What strange things take place in one at certain moments! It passes understanding.

It is like a fit of madness which falls upon you, you know not whence, you know not why,—which seizes you, shakes you, excites you, and forces you to cry out and shower insults. Under the influence of this fit of madness, I had heaped outrages upon Madame.

I had reproached her with her father, with her mother, and with the imbecile falsehood of her life; I had treated her as one does not treat a prostitute; I had spat upon her husband. And this frightens me, when I think of it. I feel ashamed of these sudden descents into baseness, of these filthy intoxications, in which my reason so often staggers, and which impel me to violence and murder. Why did I not kill her that day? Why did I not strangle her? I do not know. God knows, however, that I am not wicked. To-day I see again this poor woman, in my mind's eye; I see again her sad and disorderly life, with her coward, her dismal coward, of a husband.
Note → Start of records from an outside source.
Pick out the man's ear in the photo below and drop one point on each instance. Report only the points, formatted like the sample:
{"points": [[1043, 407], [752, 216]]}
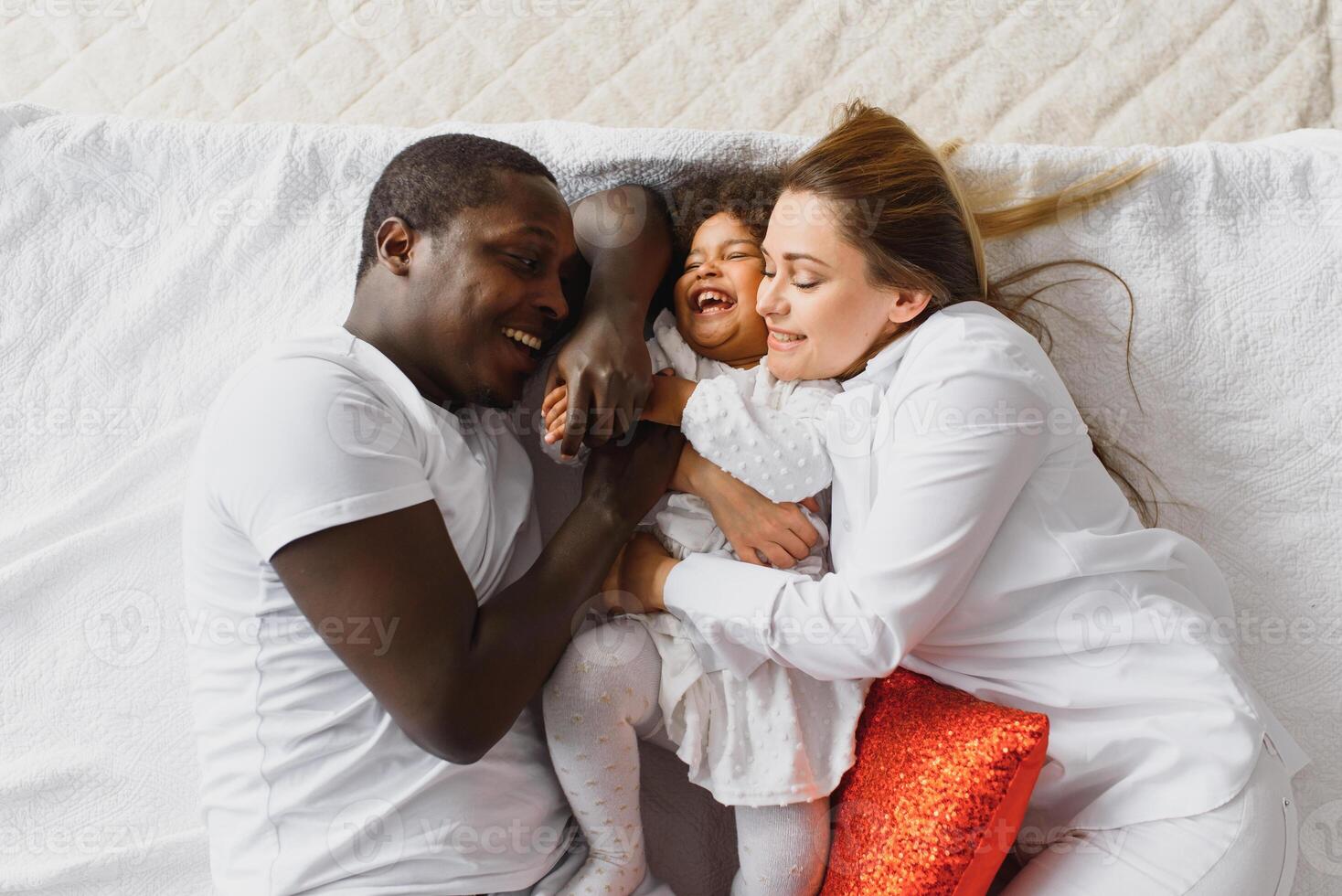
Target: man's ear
{"points": [[395, 246], [906, 304]]}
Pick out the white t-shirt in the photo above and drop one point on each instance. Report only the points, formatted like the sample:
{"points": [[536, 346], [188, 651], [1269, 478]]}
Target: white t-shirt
{"points": [[309, 784]]}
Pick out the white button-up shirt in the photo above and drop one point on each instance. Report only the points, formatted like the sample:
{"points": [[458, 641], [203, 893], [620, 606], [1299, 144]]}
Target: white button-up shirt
{"points": [[977, 539]]}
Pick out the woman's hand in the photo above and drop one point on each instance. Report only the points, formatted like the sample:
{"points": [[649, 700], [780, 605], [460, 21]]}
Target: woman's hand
{"points": [[638, 579], [762, 531]]}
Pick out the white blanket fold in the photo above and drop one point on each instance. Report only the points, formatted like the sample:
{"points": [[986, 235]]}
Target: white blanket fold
{"points": [[145, 261]]}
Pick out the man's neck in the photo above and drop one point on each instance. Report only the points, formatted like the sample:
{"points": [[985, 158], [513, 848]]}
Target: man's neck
{"points": [[375, 332]]}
And I feel an immense pity for her; and I would like her to have strength enough to leave him and be happy.

After the terrible scene I hurried down to the servants' hall.

William was mildly polishing the silverware, and smoking a Russian cigarette.

"What is the matter with you?" asked he, in the most tranquil fashion in the world.

"I must go away; I must quit the box to-night," I gasped.

I could scarcely speak.

"What! you are going?" exclaimed William, without the least emotion.

"And why?"

In short and hissing phrases, and mimicking their manners, I related the entire scene between Madame and Monsieur.

William, very calm and indifferent, shrugged his shoulders.

"It is too stupid, indeed!" said he.

"One should not be as stupid as that!"

"And that is all you find to say to me?"

"What else do you expect me to say to you?

I say that it is stupid.

There is nothing else to say."

"And you? What are you going to do?"

He looked at me obliquely.

There was a sneer on his lips.

Ah! how ugly was his look, in that moment of distress; how ugly and hideous was his mouth!

"I?" said he, pretending not to understand that, in this question, there were prayers for him.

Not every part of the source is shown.